We would like to consolidate behind Parsoid as the new default parser given its support for HTML clients, annotated HTML output, and more structured internal pipeline. This requires identifying all output and feature incompatibilities between Parsoid and the legacy parser and bridging those gaps. This may also require updating (a) bots (b) gadgets (c) extensions (d) wikitext. This project aims to minimize all such changes by handling any differences with appropriate tooling and support.

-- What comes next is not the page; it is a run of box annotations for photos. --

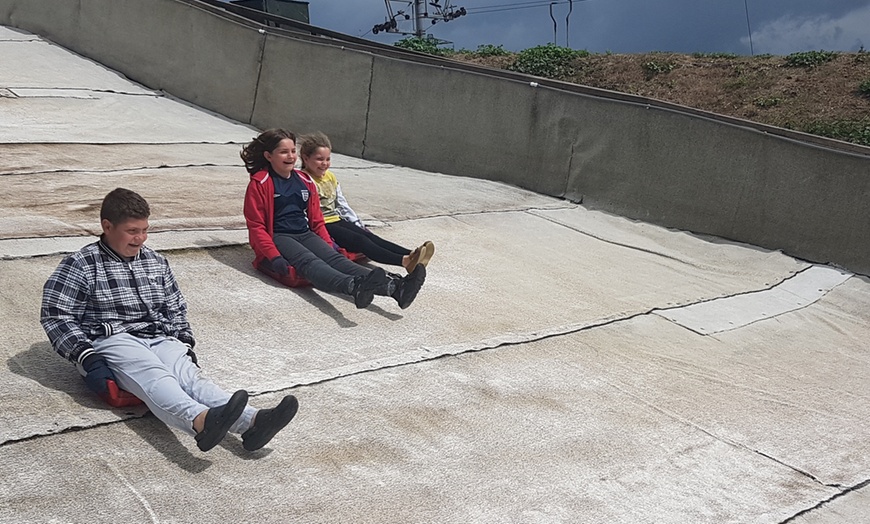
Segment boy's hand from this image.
[269,257,290,277]
[82,355,115,398]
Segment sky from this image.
[300,0,870,55]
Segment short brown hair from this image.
[100,187,151,224]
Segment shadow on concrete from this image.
[6,341,116,415]
[124,412,215,473]
[205,246,403,328]
[219,434,272,460]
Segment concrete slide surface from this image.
[0,22,870,524]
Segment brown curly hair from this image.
[239,128,296,175]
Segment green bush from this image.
[641,60,677,78]
[473,44,510,57]
[752,96,782,107]
[393,36,451,56]
[692,53,737,59]
[801,119,870,146]
[508,44,589,78]
[785,51,837,69]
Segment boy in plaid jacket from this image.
[40,188,298,451]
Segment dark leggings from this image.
[326,220,411,266]
[273,231,371,295]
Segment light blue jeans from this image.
[93,333,257,435]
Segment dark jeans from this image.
[273,231,371,295]
[326,220,411,266]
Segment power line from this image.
[465,0,587,15]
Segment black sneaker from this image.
[242,395,299,451]
[194,389,248,451]
[350,267,387,309]
[393,264,426,309]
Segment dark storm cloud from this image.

Once Parsoid is deployed as the default and only parser for all wikitext-based use cases, we can embark upon much needed work to enhance wikitext and templates and make them easier to use, more performant, less error-prone, and easier to write tools for.
- Baseline Metrics
- Target Metrics
- Client teams (Web, VE, Flow, CX, Apps)
- Bot, Gadget, and Extension authors (only as pertaining to the Wikimedia cluster initially)
- Editing community
- Core Platform
- Known Dependencies/Blockers
Epics, User Stories, and Requirements
- Fix known issues in Parsoid relating to using Parsoid HTML for read views
- Finish updating legacy PHP parser media output to match Parsoid
- This might require updates to some bots and gadgets
- Identify any other Parsoid feature gaps (This can/will reveal new work)
- Finalize new parser hooks API (Parsoid and legacy PHP parser have different pipelines and internals)
- Migrate over Wikimedia extensions using existing hooks
- Compatibility Testing (this can/will reveal new work)
- Establish regular visual diff QA runs to identify uncaught issues
- Analyze results and file Parsoid bugs or identify any wikitext changes required on wikis
- Decide on what compatibility is acceptable (100% compatibility is not achievable and there might be insignificant output differences)
- Connect with CL and engage with community if we require any wikitext / templates to be fixed (This can/will reveal new work)
- Production Readiness
- Improve Parsoid performance (undefined until phase 1 is complete)
- Switch over all read views to Parsoid on the Wikimedia cluster
Time and Resource Estimates
- Estimated Start Date
Late FY1920 Q1
- Actual Start Date
- Estimated Completion Date
- Actual Completion Date
- Resource Estimates
3.5 FTE and .5 Engineering and Project Manager for the duration
Possible augmenting of other engineers, but more clarity is needed.
- Parsing Team
- Core Platform
- To what extent do we want to refactor the Parsing Interface in Core? It is currently coupled with the legacy wikitext parser and the templating implementation.
- What is acceptable output disparity between Parsoid and the PHP parser? How do we decide this? What qualitative analysis should be used?
- What are our strategies for engaging with the community on any changes this might require them to do?
- What additional work is required on the Linter extension to better support editors with any required wikitext and template changes?
- Other Documents
- Parsoid/Known differences with PHP parser output
- Parsing/Parser Hooks Stats
- Parsing/Media structure
Blocked, waiting for phase 1 to be complete.
Some work is less defined until several tasks are complete which are expected to define the rest of the project.